Spoofed/Copycat sites: A form of online fraud that’s much like phishing, where fraudsters use bogus websites to retrieve a person’s confidential information.
SIM swap: A form of fraud where fraudsters use social engineering to gather enough personal data to convince their victim’s mobile phone company to reassign the victim’s phone number to a different SIM card—one in the fraudster’s device. The victim’s phone loses network connection the minute that swap is completed. At that point, the fraudster can leverage the texts and emails to gain access to victim’s bank accounts, credit cards, and other sensitive information.
Protect your small business from fraud.
New scams surface all the time. Familiarize yourself with the most common forms of fraud, and watch out for newer scenarios as they come to light.
Look for alterations to legitimate checks—including forged signatures and amounts.
Beware of checks from fictitious organizations, or counterfeit checks, which can include an exact replica of your logo.
Card, ACH, and wire transfer fraud
Watch for ACH charges that include checks that have already been returned for fraud.
Watch out for fraudulent electronic debits.
Beware of fraudulent requests to initiate ACH payments for charges received via internet or telephone.

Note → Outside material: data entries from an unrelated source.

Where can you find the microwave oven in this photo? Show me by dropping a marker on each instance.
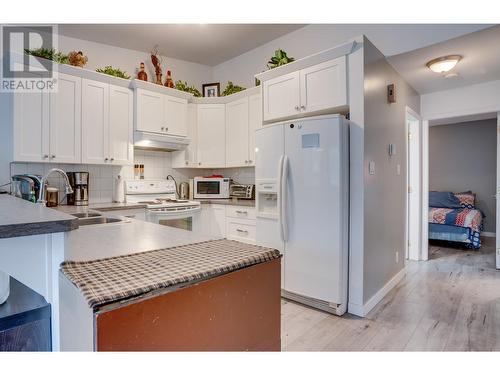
(211, 187)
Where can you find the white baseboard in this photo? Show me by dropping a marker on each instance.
(488, 234)
(362, 311)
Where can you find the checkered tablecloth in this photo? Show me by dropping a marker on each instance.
(113, 279)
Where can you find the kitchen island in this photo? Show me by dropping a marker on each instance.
(226, 295)
(193, 292)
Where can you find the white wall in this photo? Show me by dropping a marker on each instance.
(389, 39)
(101, 55)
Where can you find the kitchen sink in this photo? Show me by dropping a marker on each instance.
(84, 215)
(100, 220)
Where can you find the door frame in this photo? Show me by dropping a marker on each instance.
(425, 181)
(497, 240)
(409, 115)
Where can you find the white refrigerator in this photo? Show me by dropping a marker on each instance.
(302, 193)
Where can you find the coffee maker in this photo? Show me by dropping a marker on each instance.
(79, 181)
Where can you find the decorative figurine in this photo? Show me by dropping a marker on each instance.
(141, 74)
(169, 82)
(157, 60)
(77, 59)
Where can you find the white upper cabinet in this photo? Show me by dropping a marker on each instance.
(254, 123)
(237, 133)
(160, 113)
(47, 127)
(121, 125)
(107, 124)
(149, 111)
(65, 120)
(281, 96)
(211, 135)
(95, 122)
(187, 158)
(320, 88)
(175, 116)
(323, 86)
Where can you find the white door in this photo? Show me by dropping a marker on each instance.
(149, 111)
(498, 195)
(121, 148)
(31, 126)
(237, 133)
(323, 86)
(314, 211)
(175, 116)
(211, 136)
(254, 123)
(281, 97)
(414, 203)
(65, 120)
(95, 122)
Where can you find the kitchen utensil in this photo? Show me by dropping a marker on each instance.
(52, 196)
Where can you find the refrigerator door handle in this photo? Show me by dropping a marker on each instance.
(280, 182)
(284, 186)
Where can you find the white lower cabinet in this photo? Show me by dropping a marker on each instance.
(107, 124)
(227, 221)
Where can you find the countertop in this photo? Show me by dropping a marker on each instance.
(19, 218)
(93, 242)
(230, 201)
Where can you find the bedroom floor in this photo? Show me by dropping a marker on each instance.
(451, 303)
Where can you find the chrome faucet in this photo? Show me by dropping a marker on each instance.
(68, 188)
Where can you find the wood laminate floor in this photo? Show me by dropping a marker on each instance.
(450, 303)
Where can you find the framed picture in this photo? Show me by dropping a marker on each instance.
(211, 90)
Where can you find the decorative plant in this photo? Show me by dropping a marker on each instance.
(280, 58)
(49, 54)
(109, 70)
(231, 89)
(183, 86)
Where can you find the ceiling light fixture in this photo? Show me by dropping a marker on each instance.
(443, 64)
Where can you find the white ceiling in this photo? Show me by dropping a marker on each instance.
(208, 44)
(480, 62)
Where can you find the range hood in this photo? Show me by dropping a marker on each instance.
(161, 142)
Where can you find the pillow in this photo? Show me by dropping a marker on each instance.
(443, 199)
(467, 199)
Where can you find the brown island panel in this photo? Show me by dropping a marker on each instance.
(237, 311)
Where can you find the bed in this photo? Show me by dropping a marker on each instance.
(453, 217)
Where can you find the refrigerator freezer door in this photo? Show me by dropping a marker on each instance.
(316, 201)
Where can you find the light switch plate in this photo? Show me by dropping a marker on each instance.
(371, 167)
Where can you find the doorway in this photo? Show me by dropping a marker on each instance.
(413, 201)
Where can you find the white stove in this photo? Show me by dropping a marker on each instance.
(162, 205)
(155, 194)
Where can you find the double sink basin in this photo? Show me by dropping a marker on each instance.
(94, 218)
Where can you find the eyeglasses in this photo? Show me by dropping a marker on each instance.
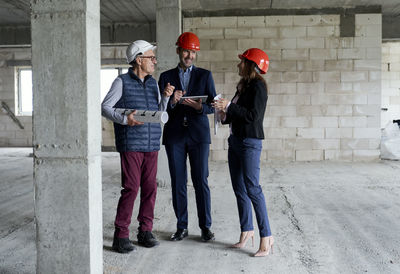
(152, 58)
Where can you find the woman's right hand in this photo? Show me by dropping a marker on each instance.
(220, 104)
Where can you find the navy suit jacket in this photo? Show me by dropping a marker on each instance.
(201, 83)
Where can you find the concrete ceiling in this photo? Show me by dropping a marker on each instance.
(17, 12)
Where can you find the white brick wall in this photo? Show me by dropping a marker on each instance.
(324, 90)
(390, 82)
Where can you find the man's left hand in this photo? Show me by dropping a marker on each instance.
(197, 105)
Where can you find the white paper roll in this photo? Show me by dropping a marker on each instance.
(146, 116)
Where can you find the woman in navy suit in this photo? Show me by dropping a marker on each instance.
(245, 115)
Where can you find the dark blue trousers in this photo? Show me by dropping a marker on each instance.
(244, 167)
(198, 158)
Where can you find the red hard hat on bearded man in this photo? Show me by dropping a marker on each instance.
(259, 57)
(188, 40)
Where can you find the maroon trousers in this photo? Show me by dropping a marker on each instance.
(138, 169)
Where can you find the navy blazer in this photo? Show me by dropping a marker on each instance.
(201, 83)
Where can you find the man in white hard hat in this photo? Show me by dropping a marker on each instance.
(137, 143)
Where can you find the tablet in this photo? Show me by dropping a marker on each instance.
(196, 98)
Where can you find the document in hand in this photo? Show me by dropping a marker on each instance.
(146, 116)
(195, 98)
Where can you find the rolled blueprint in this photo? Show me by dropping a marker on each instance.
(146, 116)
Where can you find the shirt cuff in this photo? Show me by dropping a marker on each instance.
(227, 106)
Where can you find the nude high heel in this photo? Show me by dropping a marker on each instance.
(266, 246)
(244, 237)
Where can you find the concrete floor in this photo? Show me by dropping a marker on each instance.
(326, 218)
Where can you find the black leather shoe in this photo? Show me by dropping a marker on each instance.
(147, 239)
(179, 234)
(123, 245)
(207, 235)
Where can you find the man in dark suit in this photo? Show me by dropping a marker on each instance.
(187, 133)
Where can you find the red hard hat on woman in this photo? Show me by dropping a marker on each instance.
(188, 40)
(257, 56)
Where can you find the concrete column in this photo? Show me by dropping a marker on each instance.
(168, 28)
(66, 135)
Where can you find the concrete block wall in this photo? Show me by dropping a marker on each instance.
(10, 133)
(390, 82)
(324, 90)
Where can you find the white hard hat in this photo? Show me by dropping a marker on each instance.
(136, 48)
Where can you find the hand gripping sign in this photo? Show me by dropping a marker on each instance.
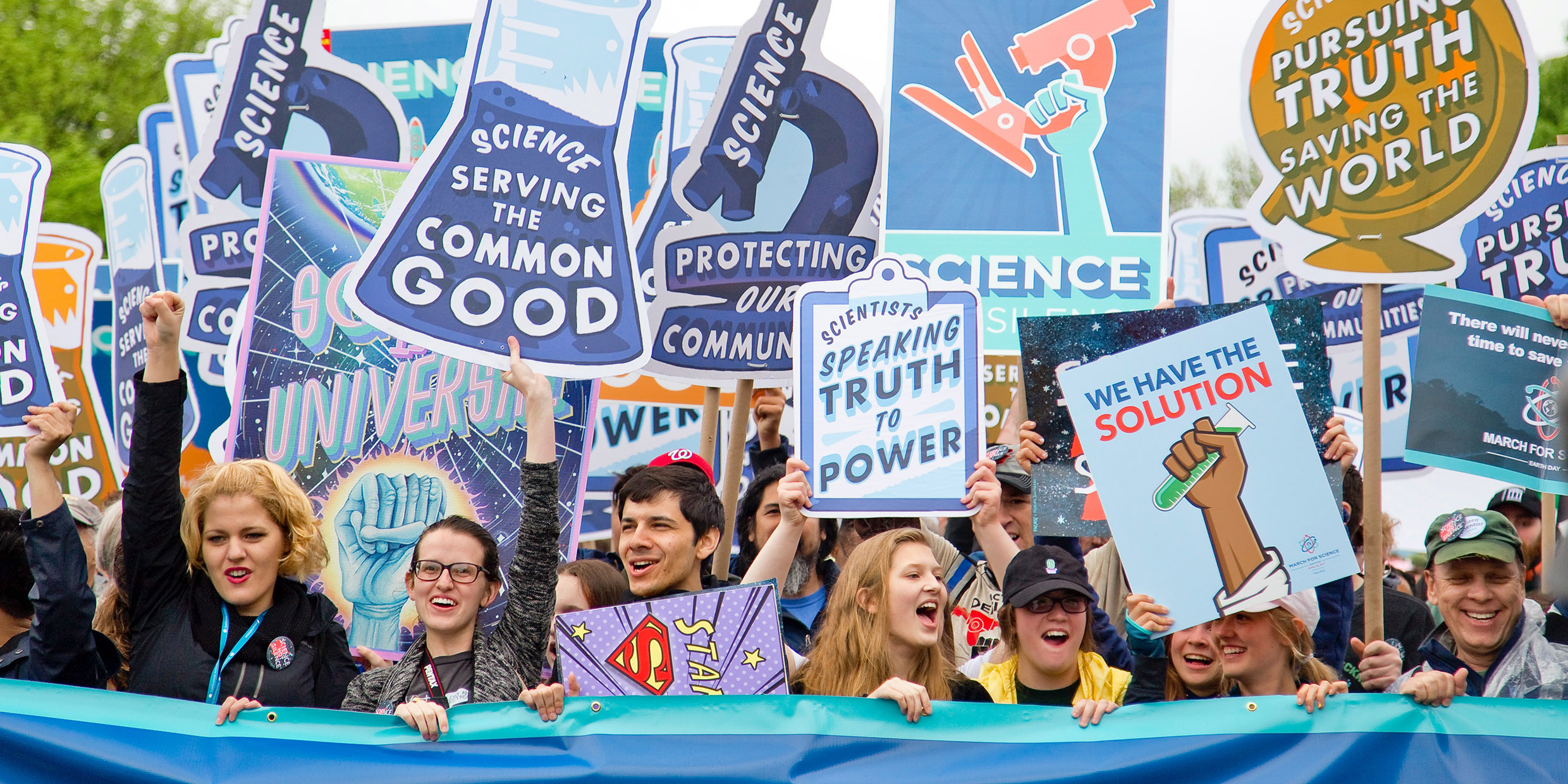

Keep watch over electronic credits or outbound wire transfers sent in payment for fraudulent purposes.
Beware of credit purchases from "Card Not Present" merchants or from merchants not validating the CVV2 number on the card.
Be vigilant toward stored value cards and their card numbers. Both can be stolen and used to make purchases.
Online schemes often attempt to obtain confidential information, including password, identification information, and token-code information.
Malicious software can be installed on your computer without your consent. Once installed, it can record keystrokes, redirect your browser, or display a fraudulent website.